US should approve Smithfield Foods purchase
Shuanghui International's pending US$4.7 billion purchase of America's Smithfield Foods, the world's largest pork producer, does not involve sensitive areas like cutting-edge technology or telecommunications.
Shuanghui International's pending US$4.7 billion purchase of America's Smithfield Foods, the world's largest pork producer, does not involve sensitive areas like cutting-edge technology or telecommunications. Nor is it a state enterprise, but a holding company that controls China's largest meat processor and plans to list the combined company in Hong Kong. Its shares are roughly half owned by a group of investors including Goldman Sachs and Temasek Holdings, Singapore's sovereign wealth fund. So its profile does not appear to trigger strategic concerns about Chinese investment in the US. Moreover, not long after the deal was announced the annual Sino-US strategic economic dialogue agreed to restart stalled talks on a treaty reducing barriers to more investment in each other's economies. The political environment was, therefore, looking positive. But such optimism does not reckon with public unease out of all proportion to China's presence in the US, and lawmakers' concerns about American food security and technology transfer.
Smithfield has faced some tough questions in congressional committees, some inspired by sectoral and vested interests, and the government's Committee on Foreign Investment says it wants another 45 days to review the deal.
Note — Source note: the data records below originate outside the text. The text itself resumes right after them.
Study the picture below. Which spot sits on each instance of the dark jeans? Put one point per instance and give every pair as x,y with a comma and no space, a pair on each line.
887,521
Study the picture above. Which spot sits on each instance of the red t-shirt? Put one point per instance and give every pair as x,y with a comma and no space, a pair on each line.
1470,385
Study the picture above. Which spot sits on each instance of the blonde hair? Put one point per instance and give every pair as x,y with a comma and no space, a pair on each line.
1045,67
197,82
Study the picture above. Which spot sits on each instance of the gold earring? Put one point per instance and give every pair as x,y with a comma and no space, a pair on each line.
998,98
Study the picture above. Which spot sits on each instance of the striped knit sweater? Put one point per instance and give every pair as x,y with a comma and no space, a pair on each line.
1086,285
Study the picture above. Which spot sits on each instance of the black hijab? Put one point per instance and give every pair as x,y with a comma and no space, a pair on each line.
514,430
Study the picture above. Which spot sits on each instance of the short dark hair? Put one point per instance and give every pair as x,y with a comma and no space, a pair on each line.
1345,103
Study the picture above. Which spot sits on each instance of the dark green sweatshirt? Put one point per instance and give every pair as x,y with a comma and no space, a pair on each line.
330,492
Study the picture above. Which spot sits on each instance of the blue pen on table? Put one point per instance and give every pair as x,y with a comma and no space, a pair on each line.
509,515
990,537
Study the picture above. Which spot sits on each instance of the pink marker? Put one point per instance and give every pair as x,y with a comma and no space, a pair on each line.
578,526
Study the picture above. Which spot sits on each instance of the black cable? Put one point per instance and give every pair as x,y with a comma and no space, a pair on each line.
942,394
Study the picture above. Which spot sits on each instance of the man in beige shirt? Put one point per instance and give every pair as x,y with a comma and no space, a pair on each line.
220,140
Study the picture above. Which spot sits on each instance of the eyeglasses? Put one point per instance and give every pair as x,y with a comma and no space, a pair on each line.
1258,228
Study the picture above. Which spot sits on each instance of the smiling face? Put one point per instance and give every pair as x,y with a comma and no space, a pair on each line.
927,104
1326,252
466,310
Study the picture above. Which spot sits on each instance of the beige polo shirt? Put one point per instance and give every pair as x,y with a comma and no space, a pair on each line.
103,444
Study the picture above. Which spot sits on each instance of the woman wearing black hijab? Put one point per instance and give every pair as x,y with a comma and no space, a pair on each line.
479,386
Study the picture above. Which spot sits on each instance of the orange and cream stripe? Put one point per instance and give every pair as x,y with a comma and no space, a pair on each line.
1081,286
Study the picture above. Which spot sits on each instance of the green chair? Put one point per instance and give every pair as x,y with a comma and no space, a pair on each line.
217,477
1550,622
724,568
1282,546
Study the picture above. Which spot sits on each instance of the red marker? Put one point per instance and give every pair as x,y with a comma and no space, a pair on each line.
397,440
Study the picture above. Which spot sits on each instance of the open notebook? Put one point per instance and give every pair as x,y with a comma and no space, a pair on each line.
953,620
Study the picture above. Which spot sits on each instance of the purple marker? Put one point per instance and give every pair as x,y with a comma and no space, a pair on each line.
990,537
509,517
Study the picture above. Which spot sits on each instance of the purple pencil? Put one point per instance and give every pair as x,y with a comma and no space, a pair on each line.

The latest query raises fears about the impact on America's domestic supply of heparin, a blood thinner used in medical treatments. Crude heparin is a byproduct derived from pig's intestines. The US already gets 80 per cent of its heparin supplies from China. Lobbyists are arguing that the deal could enable China to monopolise and manipulate supplies of the blood thinner.
Pork may be a matter of national security in China, where it is a staple food, but in the US? The size and volume of Chinese acquisitions of American companies is increasing, and a recent survey found that 51 per cent of Americans believe China poses the greatest threat to the US economy. But China still did not rank among the top 20 nations for foreign direct investment in the US last year. Ever since the US$18 billion CNOOC bid for oil firm Unocal foundered on political opposition, Chinese firms have found it difficult to buy just about anything in the US apart from property. When lawmakers resort to raising complaints like the blood thinner scare it is easy to ridicule them. But they should be mindful that if this friendly deal between two private companies collapses, that will cast a shadow over future Sino-US political and business ties.